Sesaat setelah Hinata menghilang dari balik pintu keluar, Naruto mendesah panjang. Sesungguhnya ia ingin mengutuk Hinata diam-diam. Namun, mengingat perlakuan gadis itu selama ia tinggal di apartemen ini, membuat ia merasa tak pantas jika harus melakukannya. Hinata terlalu baik padanya. Naruto akui ia memang super jorok, dan lagi-lagi Hinata benar meski tak mengatakannya secara langsung.

Saat Naruto kembali lagi ke kamar, matanya tak sengaja menangkap sebuah amplop bewarna jingga dengan hiasan awan putih di sudut bawah. Wajahnya langsung berubah mendung dan mata birunya seketika meredup. Dalam amplop itu terdapat sebuah surat yang telah ia baca berkali-kali dan anehnya terus membuatnya meneteskan air mata seperti lelaki cengeng –ia berharap Hinata tak menyadari jika ia habis menangis tadi.

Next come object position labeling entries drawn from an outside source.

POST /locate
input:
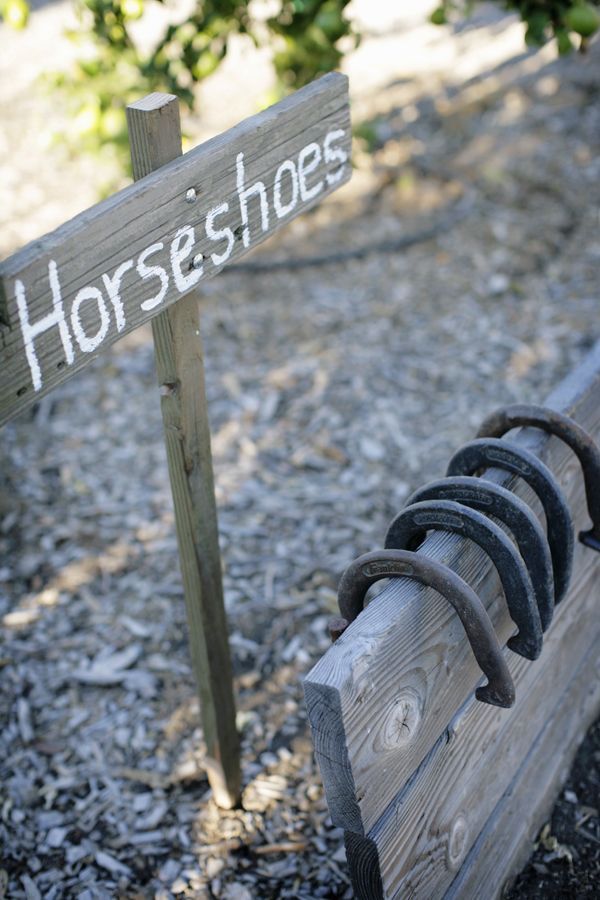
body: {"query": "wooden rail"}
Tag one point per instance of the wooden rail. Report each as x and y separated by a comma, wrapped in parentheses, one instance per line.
(438, 794)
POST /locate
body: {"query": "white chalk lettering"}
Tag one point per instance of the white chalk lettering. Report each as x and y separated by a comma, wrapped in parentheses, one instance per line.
(218, 234)
(86, 342)
(179, 253)
(335, 154)
(145, 272)
(177, 262)
(112, 283)
(55, 318)
(244, 194)
(284, 210)
(306, 168)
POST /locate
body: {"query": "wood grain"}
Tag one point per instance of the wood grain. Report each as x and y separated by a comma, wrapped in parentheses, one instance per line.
(505, 843)
(424, 835)
(64, 274)
(155, 138)
(404, 667)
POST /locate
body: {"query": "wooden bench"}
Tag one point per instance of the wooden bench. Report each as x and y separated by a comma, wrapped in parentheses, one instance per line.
(438, 794)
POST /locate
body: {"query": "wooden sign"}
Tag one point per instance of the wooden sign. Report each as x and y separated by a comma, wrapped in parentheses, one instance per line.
(67, 296)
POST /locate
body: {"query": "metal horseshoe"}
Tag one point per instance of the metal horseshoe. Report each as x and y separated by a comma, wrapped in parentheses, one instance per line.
(492, 499)
(582, 444)
(486, 453)
(408, 530)
(372, 567)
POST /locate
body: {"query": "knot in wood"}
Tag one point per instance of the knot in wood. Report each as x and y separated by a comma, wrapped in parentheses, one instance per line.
(457, 842)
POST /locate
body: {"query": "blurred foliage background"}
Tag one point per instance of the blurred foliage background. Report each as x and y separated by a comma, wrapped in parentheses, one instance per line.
(306, 39)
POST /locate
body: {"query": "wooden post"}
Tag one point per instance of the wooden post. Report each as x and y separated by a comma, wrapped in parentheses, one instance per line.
(155, 139)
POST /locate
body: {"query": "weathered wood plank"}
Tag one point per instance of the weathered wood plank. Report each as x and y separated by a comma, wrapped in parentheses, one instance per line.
(505, 844)
(426, 832)
(403, 667)
(70, 294)
(155, 139)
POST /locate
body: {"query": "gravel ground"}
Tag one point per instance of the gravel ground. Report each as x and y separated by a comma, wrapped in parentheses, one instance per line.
(333, 391)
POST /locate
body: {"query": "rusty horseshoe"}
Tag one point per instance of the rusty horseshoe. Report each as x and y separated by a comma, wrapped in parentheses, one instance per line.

Naruto tak tahu mengapa. Ia ragu juga bimbang. Apakah ia harus memenuhi permintaan sang pengirim surat atau mengabaikannya saja. Jika seandainya Naruto tak mengacuhkannya, ia takut si pengirim surat itu akan membencinya. Naruto sungguh tak menginginkan hal seperti itu terjadi dalam hidupnya.

"Mungkin aku harus datang. Kalau aku datang, kau pasti bahagia 'kan?" Naruto memejamkan matanya guna menahan laju bulir bening yang hampir keluar. Hanya suara daun bergesekan yang menjawab pertanyaan sepihaknya. Bagaimanapun ia harus menguatkan hatinya sendiri untuk saat ini. Harus.

.

To Be Continued

.

A/N:

Terisnpirasi dari sebuah lagu yang berjudul sama.

Mencoba membuat cerita baru setelah hiatus hampir setengah tahun. Saya harap hasilnya tidak terlalu mengecewakan.